Rosyjska telewizja RT nadała w czwartek wywiad z dwoma mężczyznami, przedstawiającymi się jako Aleksandr Pietrow i Rusłan Boszyrow. Zapewnili oni, iż to ich zdjęcia - jako osób podejrzanych o zamach na Siergieja Skripala - opublikowała brytyjska policja.
Materiał zatytułowano jako wywiad z dwoma podejrzanymi o otrucie Skripala. Rozmówcy RT przypominają fizycznie mężczyzn, których fotografie opublikowano w Wielkiej Brytanii. - Na tych zdjęciach jesteśmy my - powiedział jeden z nich, po czym przedstawili się kolejno jako: Rusłan Boszyrow i Aleksandr Pietrow.

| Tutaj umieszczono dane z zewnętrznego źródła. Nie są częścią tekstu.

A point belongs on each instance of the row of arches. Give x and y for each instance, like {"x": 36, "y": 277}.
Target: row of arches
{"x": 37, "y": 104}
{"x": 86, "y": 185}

Mężczyzna przedstawiający się jako Pietrow powiedział, że przyjaciele doradzali im odwiedzenie „pięknego miasta”. Prowadząca wywiad upewniła się, czy ma na myśli Salisbury. Drugi z mężczyzn powiedział: „To turystyczne miasto. Jest tam słynna katedra, znana nie tylko w Europie” Następnie opisywał ten zabytek.
- Od początku planowaliśmy pojechać do Londynu i oderwać się. To nie był wyjazd służbowy. Nasz plan był taki, że będziemy i w Londynie, i pojedziemy do Salisbury - mówił mężczyzna przedstawiający się jako Pietrow.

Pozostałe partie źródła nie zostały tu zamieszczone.